BONHOEFFER KLAUS
1901 - 1945
Chefsyndikus der Lufthansa
Geboren am 5. Januar 1901. Ermordet am 23. April 1945.
31. März 1945
Liebe Eltern!
Ich richte diesen Brief zu Papas Geburtstag an Euch beide. Die
Wünsche, die nie so brennend waren wie in diesem Jahr, gelten Euch
gemeinsam. Es sind die Wünsche der ganzen Familie. Die Hoffnung, daß
wie durch ein Wunder die Familie unversehrt aus dem großen allgemeinen
Unglück hervorgeht, wage ich fast nicht auszusprechen.
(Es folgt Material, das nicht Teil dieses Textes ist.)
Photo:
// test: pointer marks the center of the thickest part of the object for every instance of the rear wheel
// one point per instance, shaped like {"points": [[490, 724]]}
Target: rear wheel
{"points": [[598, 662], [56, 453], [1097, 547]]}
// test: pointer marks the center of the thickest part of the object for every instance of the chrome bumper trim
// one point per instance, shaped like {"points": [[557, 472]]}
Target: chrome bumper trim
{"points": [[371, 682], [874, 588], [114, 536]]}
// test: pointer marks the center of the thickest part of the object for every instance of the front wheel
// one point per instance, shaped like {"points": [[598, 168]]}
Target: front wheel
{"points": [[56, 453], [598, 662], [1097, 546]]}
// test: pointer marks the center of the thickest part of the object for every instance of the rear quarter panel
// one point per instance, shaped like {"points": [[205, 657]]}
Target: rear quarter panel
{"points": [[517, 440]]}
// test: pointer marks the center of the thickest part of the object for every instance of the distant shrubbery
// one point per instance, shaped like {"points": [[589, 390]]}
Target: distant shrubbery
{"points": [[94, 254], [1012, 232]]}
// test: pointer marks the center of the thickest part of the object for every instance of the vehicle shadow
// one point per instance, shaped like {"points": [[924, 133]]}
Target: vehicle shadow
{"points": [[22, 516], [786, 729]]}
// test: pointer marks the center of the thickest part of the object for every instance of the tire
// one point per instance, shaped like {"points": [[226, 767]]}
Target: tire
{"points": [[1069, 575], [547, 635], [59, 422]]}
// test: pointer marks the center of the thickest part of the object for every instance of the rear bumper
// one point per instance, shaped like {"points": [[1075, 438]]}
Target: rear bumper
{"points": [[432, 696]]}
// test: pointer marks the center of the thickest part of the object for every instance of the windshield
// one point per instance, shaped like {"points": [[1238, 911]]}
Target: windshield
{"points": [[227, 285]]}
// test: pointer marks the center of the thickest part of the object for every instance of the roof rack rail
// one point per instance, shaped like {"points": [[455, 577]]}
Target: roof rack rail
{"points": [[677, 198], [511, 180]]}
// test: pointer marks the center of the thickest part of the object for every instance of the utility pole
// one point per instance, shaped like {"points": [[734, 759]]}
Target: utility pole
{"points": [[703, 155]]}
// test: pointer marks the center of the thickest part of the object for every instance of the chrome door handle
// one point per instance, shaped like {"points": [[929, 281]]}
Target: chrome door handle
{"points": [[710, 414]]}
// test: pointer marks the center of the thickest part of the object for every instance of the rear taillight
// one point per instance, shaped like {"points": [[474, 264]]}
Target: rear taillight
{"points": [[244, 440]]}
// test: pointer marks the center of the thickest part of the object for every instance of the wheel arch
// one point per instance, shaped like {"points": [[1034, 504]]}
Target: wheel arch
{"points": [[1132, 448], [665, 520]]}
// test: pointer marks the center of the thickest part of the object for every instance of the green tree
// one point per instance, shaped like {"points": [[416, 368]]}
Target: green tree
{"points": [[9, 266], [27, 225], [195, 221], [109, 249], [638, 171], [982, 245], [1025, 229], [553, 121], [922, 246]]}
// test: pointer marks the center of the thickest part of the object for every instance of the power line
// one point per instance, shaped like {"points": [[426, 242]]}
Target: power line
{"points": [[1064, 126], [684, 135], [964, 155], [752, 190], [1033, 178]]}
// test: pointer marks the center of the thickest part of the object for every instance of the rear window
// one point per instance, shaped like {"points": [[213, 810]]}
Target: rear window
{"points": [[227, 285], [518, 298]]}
Es geht ja längst wie Naturkatastrophe über die Menschen hinweg und
die ist verschwenderisch. Ich glaube aber, daß das Ungewitter über
unserem Hause bald vorübergeht. Die Verfolgungen werfen ein Ende haben
und den Überlebenden wird es sein wie den Träumenden. Daß dieser
Frieden Euch noch lange nach allem Kummer wohltut und Ihr ihn noch
recht genießt, ist ist mein Wunsch und meine Bitte. Die Gewißheit, daß
Euch allen ein neues Leben wieder beginnt, ist so schön.
Auch mein Schicksal kann sich wohl noch plötzlich wenden. Ich bin aber
darauf gefaßt, daß mein Leben bald abläuft. Diese beiden Möglichkeiten
scheinen so denkbar weit auseinanderzuliegen, daß ich als Mensch von
Fleisch und Blut mich doch immer wieder umstelle und unter dem
Eindruck dieser ersten Frühlingstage auch in schwachen Stunden
schwanke. Aber ich will ja nicht nur leben, sondern mich einmal erst
eigentlich auswirken.
Da dies nun wohl durch meinen Tod geschehen soll, habe ich mich auch
mit ihm befreundet. Bei diesem Ritt zwischen Tod und Teufel ist der
Tod ja ein edler Genösse.
Der Teufel paßt sich den Zeiten an und hat wohl auch den
Kavaliersdegen getragen. So hat ihn dann die Aufklärung idealisiert.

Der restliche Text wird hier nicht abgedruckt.